Politik: Frischgebackene Differenzen

In der Union findet der Auftakt der Koalition keinen Gefallen. Die Frischlinge in der SPD haben sich zu aufmüpfig gegeben Nun soll bei der Klausurtagung auf Schloss Meseberg die Grundlage für eine bessere Kommunikation gelegt werden.

Berlin - Peter Tauber ist neu im Geschäft, aber eine dezidierte Meinung zu den Katzbalgereien der frischgebackenen Koalitionäre verbreitet der frischgebackene CDU-Generalsekretär trotzdem schon: „Immer wenn Diskussionen nicht gleich zu einem Ergebnis führen, dann fragt man sich, warum sie geführt werden“, sagt Tauber am Montag nach einer Schaltkonferenz der CDU-Führung. „Insofern wünsche ich mir in manchen Debatten etwas mehr Stringenz.“

Man darf diese Mahnung wohl eins zu eins für die Meinung der CDU-Vorsitzenden nehmen. Angela Merkel, berichtet Tauber nämlich über seine bisherigen Erfahrungen mit der bettlägerigen Chefin, sei „sehr kommunikationsfreudig“. Er hat also mitgekriegt, wie sich Merkel über das ärgert, was ihr Fraktionschef Volker Kauder so gerade eben noch keinen „Fehlstart“ nennen will: Über die Feiertage haben sich zumal die SPD-Neulinge im Kabinett mit allerlei Positionen und Ideen zu Wort gemeldet, die sicher von Herzen kommen, aber nicht vom Koalitionsvertrag gedeckt sind. „Das geht nicht“, sagte Kauder der „Bild“-Zeitung.
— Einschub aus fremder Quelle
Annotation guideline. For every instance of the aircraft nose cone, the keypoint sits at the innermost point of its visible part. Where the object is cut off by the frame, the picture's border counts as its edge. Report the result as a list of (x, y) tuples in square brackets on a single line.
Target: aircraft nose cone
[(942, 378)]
Hinter diesen Mahnungen steckt die üble Erfahrung der Union mit der vorigen, der schwarz-gelben Koalition – das vormalige Wunschbündnis brauchte seinerzeit kein halbes Jahr, bis es nachhaltig als Zankverein verrufen war. So weit ist es mit der großen Koalition nicht, zumal der Krawall diesmal nicht von den oberen Etagen ausgeht. Trotzdem scheint der CDU-Führung ein frühzeitiger Ordnungsruf angezeigt. Den Rest soll die erste Klausur des Kabinetts leisten. Auf die knapp zwei Tage im Schloss Meseberg in der nächsten Woche werden derzeit alle Kontroversen vertagt.
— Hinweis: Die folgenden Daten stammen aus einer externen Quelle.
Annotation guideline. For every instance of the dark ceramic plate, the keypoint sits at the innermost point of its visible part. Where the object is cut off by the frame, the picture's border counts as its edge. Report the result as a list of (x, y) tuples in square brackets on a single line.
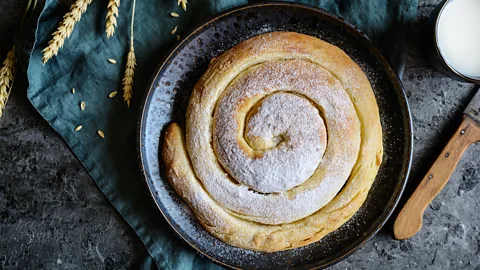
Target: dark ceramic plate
[(167, 99)]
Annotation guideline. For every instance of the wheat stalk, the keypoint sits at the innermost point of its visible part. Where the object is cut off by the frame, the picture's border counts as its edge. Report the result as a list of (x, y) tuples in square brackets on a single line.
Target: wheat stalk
[(65, 28), (7, 75), (111, 18), (183, 3), (130, 66)]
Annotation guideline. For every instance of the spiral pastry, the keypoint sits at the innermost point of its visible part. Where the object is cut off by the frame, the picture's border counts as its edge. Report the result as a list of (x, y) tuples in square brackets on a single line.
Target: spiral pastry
[(283, 142)]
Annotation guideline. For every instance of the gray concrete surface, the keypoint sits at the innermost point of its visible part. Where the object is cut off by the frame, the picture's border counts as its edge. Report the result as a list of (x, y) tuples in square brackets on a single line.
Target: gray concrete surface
[(52, 216)]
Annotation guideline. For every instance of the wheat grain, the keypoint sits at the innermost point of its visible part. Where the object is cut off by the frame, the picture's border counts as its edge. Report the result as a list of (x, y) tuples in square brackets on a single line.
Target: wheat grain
[(7, 75), (183, 3), (65, 29), (111, 18), (174, 30), (130, 66), (128, 77)]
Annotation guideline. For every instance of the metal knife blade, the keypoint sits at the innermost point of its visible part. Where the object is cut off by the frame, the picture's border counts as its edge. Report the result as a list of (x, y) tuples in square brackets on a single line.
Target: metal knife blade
[(473, 108)]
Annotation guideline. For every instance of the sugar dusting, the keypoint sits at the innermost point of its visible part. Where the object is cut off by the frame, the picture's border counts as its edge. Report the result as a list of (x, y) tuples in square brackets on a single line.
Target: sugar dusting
[(180, 215), (292, 132), (315, 85)]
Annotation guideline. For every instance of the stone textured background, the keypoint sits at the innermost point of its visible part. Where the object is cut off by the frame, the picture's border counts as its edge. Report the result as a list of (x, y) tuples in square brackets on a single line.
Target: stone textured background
[(52, 216)]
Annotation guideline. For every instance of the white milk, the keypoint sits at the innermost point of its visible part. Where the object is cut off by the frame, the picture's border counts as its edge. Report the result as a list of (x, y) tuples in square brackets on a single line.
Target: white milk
[(458, 36)]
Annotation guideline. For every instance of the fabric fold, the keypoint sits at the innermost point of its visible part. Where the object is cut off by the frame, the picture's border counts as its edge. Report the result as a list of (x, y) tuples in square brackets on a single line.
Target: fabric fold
[(82, 64)]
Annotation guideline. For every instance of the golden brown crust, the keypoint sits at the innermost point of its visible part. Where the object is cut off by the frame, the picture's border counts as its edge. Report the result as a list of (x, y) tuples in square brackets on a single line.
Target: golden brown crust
[(237, 229)]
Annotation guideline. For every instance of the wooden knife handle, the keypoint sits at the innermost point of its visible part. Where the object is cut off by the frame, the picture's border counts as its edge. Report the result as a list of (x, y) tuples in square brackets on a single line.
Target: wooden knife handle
[(410, 219)]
Das gilt für die Frage, wie weit die Finanzierung der vereinbarten Rentenbeschlüsse jetzt schon reichen soll – ob also die neue Arbeitsministerin Andrea Nahles (SPD) sich auf die finanziell unproblematischen Jahre bis zur nächsten Wahl 2017 beschränken soll oder ob ihr Blick darüber hinaus gehen soll, was bedeuten würde, sich zwischen zusätzlichen Steuermitteln oder steigenden Rentenbeiträgen zu entscheiden. Die CDU, sagt Tauber, würde diese Frage gerne der nächsten Regierung und dem nächsten Parlament überlassen.
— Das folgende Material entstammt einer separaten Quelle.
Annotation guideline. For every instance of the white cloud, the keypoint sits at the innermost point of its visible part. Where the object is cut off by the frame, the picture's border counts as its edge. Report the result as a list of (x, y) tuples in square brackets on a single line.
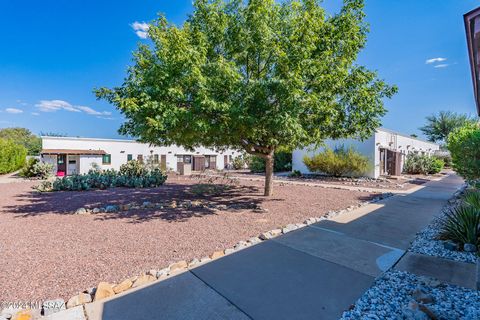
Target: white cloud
[(13, 110), (55, 105), (434, 60), (141, 29), (93, 112)]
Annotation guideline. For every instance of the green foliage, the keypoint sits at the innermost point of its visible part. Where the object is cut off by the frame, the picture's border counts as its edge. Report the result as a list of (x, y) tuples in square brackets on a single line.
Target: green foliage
[(422, 164), (252, 75), (440, 125), (130, 177), (12, 156), (25, 137), (34, 168), (462, 225), (464, 146), (445, 157), (338, 162), (240, 162), (282, 162), (133, 168), (295, 174)]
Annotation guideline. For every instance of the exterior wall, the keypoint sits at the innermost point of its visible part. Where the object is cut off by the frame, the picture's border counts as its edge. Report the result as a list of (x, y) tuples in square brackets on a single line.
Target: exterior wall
[(383, 138), (366, 147), (120, 149)]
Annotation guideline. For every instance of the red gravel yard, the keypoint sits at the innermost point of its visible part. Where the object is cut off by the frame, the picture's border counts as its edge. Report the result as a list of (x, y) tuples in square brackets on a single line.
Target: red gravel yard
[(48, 252)]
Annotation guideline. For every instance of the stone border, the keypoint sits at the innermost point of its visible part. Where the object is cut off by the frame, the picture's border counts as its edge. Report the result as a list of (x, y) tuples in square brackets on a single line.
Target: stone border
[(105, 290)]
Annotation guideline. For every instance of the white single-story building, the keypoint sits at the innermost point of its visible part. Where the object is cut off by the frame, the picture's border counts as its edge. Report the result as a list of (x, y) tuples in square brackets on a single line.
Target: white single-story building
[(79, 155), (386, 149)]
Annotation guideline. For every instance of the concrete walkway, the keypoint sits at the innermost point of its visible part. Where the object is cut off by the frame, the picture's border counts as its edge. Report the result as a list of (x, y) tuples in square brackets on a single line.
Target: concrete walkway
[(316, 272)]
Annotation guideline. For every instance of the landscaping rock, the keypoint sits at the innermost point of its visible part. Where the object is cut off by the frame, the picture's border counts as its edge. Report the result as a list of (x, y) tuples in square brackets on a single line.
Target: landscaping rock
[(123, 286), (104, 290), (143, 279), (450, 245), (468, 247), (422, 296), (81, 211), (52, 306), (163, 273), (111, 208), (229, 250), (216, 255), (79, 299), (178, 266)]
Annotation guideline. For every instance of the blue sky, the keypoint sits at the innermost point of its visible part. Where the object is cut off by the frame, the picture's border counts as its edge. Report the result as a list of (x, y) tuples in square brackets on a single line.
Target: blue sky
[(54, 52)]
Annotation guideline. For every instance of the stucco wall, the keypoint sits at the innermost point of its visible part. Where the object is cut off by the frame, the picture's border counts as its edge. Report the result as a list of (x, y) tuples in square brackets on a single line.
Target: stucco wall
[(119, 150), (383, 138)]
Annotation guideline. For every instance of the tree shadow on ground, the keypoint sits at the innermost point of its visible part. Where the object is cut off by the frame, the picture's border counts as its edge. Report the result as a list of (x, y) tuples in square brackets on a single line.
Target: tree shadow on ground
[(237, 198)]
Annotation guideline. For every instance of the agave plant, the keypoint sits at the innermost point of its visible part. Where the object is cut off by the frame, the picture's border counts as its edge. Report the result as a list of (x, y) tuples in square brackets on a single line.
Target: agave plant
[(472, 198), (462, 225)]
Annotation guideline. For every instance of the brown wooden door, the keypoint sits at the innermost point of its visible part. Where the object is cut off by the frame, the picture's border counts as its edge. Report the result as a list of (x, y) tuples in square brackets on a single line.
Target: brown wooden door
[(198, 163), (163, 162), (62, 163)]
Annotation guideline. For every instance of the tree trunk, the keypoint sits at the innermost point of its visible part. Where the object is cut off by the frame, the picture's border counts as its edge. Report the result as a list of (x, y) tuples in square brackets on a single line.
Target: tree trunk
[(269, 174)]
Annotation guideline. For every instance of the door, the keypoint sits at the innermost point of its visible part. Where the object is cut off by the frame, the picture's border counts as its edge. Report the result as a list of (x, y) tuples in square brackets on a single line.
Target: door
[(198, 163), (61, 164), (72, 166), (163, 162), (225, 161)]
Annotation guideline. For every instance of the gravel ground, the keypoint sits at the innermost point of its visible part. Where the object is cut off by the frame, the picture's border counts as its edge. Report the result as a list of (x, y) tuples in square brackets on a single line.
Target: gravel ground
[(402, 183), (391, 294), (49, 253), (427, 243)]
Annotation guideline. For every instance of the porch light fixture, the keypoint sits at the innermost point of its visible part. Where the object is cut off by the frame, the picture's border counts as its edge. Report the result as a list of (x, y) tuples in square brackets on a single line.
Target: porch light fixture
[(472, 29)]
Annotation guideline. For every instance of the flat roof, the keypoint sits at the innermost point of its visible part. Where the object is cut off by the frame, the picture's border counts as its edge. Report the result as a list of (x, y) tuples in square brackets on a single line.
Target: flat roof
[(73, 151), (405, 135)]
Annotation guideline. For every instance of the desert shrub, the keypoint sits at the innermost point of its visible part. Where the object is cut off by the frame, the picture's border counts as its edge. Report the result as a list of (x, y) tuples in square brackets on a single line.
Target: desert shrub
[(445, 157), (295, 174), (472, 198), (464, 146), (34, 168), (462, 225), (422, 164), (282, 161), (240, 162), (338, 162), (133, 168), (110, 179), (12, 156)]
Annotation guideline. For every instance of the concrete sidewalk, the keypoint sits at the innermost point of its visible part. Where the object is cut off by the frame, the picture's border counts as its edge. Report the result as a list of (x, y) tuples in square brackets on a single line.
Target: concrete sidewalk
[(316, 272)]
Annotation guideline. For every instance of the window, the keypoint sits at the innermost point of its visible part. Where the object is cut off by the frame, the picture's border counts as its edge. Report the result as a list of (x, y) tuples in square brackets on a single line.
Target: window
[(184, 158), (107, 159)]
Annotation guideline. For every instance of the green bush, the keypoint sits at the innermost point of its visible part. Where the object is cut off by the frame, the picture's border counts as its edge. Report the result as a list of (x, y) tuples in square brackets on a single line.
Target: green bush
[(34, 168), (132, 176), (464, 146), (338, 162), (133, 168), (461, 225), (12, 156), (422, 164), (282, 162)]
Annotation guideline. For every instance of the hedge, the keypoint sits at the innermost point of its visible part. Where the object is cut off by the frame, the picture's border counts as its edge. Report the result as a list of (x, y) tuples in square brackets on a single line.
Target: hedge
[(12, 156)]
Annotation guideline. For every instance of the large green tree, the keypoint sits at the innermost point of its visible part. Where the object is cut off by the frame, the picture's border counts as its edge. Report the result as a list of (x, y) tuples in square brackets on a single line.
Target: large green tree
[(440, 125), (254, 75), (24, 137)]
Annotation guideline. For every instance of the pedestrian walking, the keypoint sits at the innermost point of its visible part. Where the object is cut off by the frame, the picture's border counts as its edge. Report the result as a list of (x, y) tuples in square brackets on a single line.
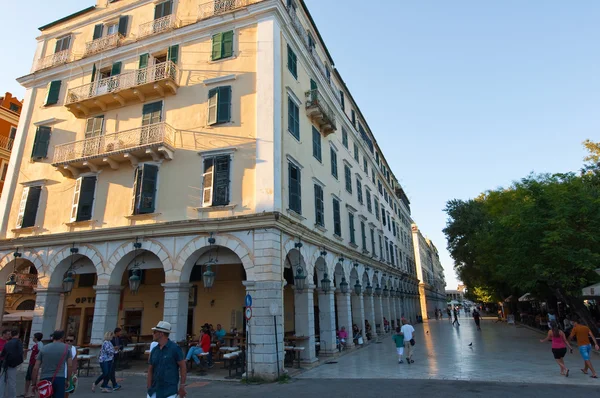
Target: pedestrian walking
[(35, 350), (583, 335), (559, 346), (106, 357), (166, 365), (51, 364), (407, 332), (398, 338), (477, 319), (12, 355), (455, 317)]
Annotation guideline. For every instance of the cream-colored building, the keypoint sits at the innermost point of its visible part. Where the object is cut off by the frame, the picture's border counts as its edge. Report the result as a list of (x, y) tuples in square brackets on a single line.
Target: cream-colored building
[(172, 137), (430, 273)]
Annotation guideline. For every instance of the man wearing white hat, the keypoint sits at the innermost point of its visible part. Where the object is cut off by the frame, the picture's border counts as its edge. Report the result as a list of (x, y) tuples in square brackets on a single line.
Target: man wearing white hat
[(166, 364)]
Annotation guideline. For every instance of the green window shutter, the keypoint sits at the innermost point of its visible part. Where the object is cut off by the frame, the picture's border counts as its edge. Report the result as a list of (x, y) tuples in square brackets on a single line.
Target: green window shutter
[(41, 143), (98, 31), (86, 199), (123, 22), (116, 69), (173, 54), (148, 189), (227, 44), (31, 207), (224, 104), (217, 46), (143, 61), (53, 92)]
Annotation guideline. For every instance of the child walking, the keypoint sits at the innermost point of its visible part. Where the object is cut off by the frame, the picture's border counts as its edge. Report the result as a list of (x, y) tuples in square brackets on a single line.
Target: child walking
[(399, 340)]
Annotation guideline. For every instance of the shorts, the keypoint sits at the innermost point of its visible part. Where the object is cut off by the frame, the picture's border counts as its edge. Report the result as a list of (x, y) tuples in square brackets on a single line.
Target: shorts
[(585, 350), (559, 352), (29, 371)]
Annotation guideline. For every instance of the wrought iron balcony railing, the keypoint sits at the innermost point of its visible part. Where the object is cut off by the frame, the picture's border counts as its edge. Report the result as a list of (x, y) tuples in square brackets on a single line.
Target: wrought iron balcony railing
[(219, 7), (122, 142), (162, 71), (58, 58), (102, 44), (157, 26)]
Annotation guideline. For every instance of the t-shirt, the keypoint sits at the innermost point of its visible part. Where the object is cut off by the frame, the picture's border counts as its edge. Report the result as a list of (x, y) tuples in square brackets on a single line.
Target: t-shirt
[(582, 333), (399, 340), (50, 356), (407, 331)]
Meseberg soll aber auch der Ort der Entkrampfung für den bislang härtesten Konflikt in der Koalition werden: Wie weiter mit der Vorratsdatenspeicherung? Die Speicherung von Verbindungsdaten ist ein mittlerweile klassisches Streitthema zwischen dem eher sicherheitsorientierten Innenministerium und dem bürgerrechtsbewegten Justizministerium. Das war unter Schwarz-Gelb so, unter Schwarz-Rot ging es gleich weiter, als Heiko Maas (SPD) als Justizminister ankündigte, dass er bei diesem Thema bis Ostern gar nichts tun werde, worauf ihn der Innenminister Thomas de Maizière (CDU) zur Einhaltung des Koalitionsvertrages mahnte.

Vorige Woche haben sich die beiden getroffen – zum „Kleeblatt-Gespräch“. Warum das so heißt, weiß niemand genau zu sagen. Am „Kleeblatt-Gespräch“ nehmen die Minister, ihre Parlamentarischen und die beamteten Staatssekretäre teil; aber wie immer man das aufteilt, es werden keine vier Blätter draus. So schief das blumige Bild, so wenig glückbringend der Vorgang selbst: Beide Seiten ließen offen, ob man sich inhaltlich nähergekommen ist. Maas’ Sprecher wollte nicht mal sagen, ob die Aussage seines Chefs noch gilt, dass er das Gesetzesvorhaben vor der im Frühjahr erwarteten Entscheidung des Europäischen Gerichtshofs gar nicht erst angehen will. Lediglich über das weitere Verfahren habe man Einigkeit erzielt, nämlich: Wir reden weiter darüber, auch im Kleeblatt.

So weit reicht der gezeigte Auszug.